A new study in PLOS Biology shows that males aren’t fooled by the swelling’s ambiguity. Instead, they rely on additional clues — including how long the swelling has lasted and how old a female’s youngest infant is — to pinpoint the narrow window when conception is actually possible. The strategy allows them to concentrate their efforts when the odds are highest.

“Our results help explain how conspicuous but noisy ovulatory signals, like those of bonobos, can persist and shape mating strategies in complex social environments,” the study authors said in a press release.

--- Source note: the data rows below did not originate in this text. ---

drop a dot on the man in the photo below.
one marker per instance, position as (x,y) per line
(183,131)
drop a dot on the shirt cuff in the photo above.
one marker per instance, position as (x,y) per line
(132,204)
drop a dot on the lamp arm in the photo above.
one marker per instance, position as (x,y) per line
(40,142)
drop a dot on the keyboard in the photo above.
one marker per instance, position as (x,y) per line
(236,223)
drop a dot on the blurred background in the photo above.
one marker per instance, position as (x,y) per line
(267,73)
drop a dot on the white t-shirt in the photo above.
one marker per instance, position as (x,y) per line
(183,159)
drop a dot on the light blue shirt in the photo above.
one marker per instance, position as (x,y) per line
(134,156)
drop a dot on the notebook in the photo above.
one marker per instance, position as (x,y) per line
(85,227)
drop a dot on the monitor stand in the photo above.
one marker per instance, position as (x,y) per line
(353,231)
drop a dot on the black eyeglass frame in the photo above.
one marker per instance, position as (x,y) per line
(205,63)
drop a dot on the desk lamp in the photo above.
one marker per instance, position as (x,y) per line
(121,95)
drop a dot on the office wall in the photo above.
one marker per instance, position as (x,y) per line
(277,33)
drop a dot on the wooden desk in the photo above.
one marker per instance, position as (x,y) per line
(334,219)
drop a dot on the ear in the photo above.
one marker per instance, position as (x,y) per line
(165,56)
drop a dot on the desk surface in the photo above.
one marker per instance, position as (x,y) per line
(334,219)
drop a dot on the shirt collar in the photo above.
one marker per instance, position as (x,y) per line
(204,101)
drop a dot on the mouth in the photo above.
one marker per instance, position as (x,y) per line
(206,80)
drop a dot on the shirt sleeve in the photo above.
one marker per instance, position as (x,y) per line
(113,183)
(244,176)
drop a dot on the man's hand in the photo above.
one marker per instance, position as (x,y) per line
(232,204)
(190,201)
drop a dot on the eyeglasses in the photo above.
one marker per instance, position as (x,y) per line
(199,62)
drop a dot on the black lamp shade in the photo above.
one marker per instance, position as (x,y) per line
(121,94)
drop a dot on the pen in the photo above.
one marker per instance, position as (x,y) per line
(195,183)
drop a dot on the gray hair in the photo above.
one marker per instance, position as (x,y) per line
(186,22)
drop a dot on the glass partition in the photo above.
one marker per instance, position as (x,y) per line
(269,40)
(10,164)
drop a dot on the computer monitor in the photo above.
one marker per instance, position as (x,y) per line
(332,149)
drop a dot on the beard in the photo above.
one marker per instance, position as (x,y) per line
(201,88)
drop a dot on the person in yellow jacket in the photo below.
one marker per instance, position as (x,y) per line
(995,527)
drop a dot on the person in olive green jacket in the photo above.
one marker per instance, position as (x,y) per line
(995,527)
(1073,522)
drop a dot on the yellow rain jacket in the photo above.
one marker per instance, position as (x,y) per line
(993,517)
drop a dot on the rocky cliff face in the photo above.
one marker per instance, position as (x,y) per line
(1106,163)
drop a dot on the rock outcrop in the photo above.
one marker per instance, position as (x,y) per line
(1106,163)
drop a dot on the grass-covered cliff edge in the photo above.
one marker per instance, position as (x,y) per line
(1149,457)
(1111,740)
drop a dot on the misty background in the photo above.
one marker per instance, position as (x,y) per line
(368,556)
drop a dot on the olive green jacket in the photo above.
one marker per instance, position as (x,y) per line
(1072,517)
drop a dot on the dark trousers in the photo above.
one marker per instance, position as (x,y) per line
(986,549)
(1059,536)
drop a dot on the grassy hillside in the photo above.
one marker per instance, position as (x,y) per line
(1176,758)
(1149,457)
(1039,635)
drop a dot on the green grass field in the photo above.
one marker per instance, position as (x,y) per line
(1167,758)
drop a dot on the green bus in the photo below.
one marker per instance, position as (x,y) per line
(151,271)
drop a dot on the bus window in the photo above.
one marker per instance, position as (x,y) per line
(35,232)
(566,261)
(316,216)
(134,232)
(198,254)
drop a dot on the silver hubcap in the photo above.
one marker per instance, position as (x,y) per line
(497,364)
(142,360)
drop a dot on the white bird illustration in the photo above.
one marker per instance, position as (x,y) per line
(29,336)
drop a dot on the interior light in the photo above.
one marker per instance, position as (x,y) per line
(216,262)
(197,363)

Bonobo Behavior, Hormones, and Ovulation Timing

In many species, ovulation and sexual receptivity go hand in hand. Not so in bonobos. Their conspicuous swellings last far longer than the fertile window itself, turning what should be a useful cue into a confusing one.

To understand how males navigate such an unreliable signal, researchers followed a wild bonobo community in the Wamba forest of the Democratic Republic of the Congo. Each day, they tracked sexual behavior, recorded swelling changes, and collected urine samples on filter paper to measure estrogen and progesterone — the hormones that reveal when ovulation is actually taking place.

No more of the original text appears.